Fond Memories

Red-Coat

Gold Member
Dec 23, 2019
5,629
17,908
Surrey, UK
Primary Interest:
All Treasure Hunting
When I was a small kid, we would habitually set off as a family for a summer holiday in Cornwall, renting some self-catering accommodation at the seaside. My parents, brother, uncle, aunt and cousin in a disorganised rabble conveyed in a two-car convoy for an excursion that my uncle always referred to as “Muldoon’s Picnic” (after the music-hall act of the same name). Very much in pirate and smuggler territory, as reflected in the names of many of the small coves along the coast and the names of pubs in many of its ports.

At some point during the holiday, we would always find an old rum bottle with a cork stopper near where we were paddling on a beach. Inside would be a rolled-up treasure map with various pirate-related drawings such as skull & crossbones, mermaids, sea-monsters and such, plus an ‘X marks the spot’ with directions detailed in paces leading to a cave in the cliffs. Unbeknown to us the paper had been dipped in tea and baked in the oven to ‘antiquate’ it.

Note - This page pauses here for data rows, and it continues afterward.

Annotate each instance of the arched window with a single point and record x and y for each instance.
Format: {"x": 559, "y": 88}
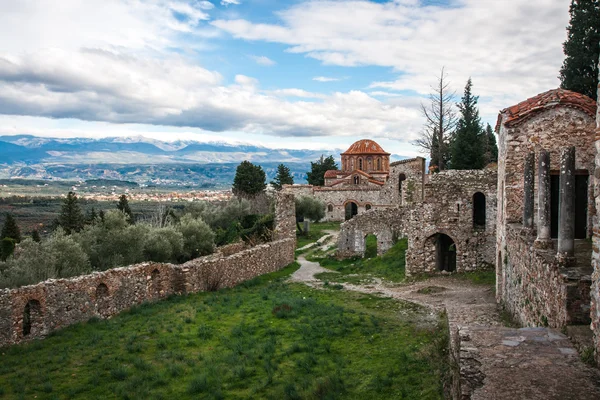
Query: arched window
{"x": 479, "y": 210}
{"x": 401, "y": 178}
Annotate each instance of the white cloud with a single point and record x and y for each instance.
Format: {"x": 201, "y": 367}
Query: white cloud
{"x": 512, "y": 49}
{"x": 262, "y": 60}
{"x": 325, "y": 79}
{"x": 95, "y": 85}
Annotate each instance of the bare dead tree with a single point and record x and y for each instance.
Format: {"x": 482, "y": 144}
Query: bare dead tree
{"x": 440, "y": 121}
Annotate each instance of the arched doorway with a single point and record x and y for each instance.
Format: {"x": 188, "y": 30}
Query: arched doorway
{"x": 351, "y": 210}
{"x": 32, "y": 318}
{"x": 155, "y": 286}
{"x": 445, "y": 252}
{"x": 102, "y": 299}
{"x": 401, "y": 179}
{"x": 479, "y": 216}
{"x": 370, "y": 246}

After a thrilling hunt and some digging with buckets and spades, what we would find was a pirate-like chest. It would be filled with shiny foil-covered chocolate coins, plastic gem-bead necklaces, small cloth sacks filled with gold nugget-shaped bubble-gum pieces and things like plastic crowns and tiaras, elasticated eye-patches, toy cutlasses, or cap-gun flintlock pistols. All lovingly assembled by my father and uncle from clandestine trips to the local toy and sweet-shops and secreted in the sand early in the morning before we were out of bed.

Both men are sadly long-departed, but those days live long in my memory.

[My uncle was a real-life smuggler! He was chief engineer on an oil tanker plying the Middle East and had naively agreed to deliver a small package to an address in London on behalf of a ‘colleague’ in Saudi Arabia. This wasn’t an era when drug-smuggling was common, but the package proved to contain several thousand pounds worth of gold watches when he was stopped by Customs. He got six months in Pentonville Prison. Not exactly considered a high-risk criminal, he was allowed out on day-release and used to pop home for lunch].
 

What a wonderful family tradition and memory!
 

Thanks for sharing those memories with us Red-Coat! My great-great grandfather was a bootlegger during prohibition. I have a small home-made steel box that belonged to him and is full of old coins passed down to me from my great uncle.
 

Love the story. Reminds me when I was a kid, Family would leave N.Y. L.I. for a week in Greenwood lake N.J. :icon_thumright:
 

Thanks for sharing a Great story , my dad did the buried treasure chest dig with me when I was around five or six years old . little did he know then how much influence that day would have on me for the rest of my life.
 

Great story and great memories. Thanks for sharing!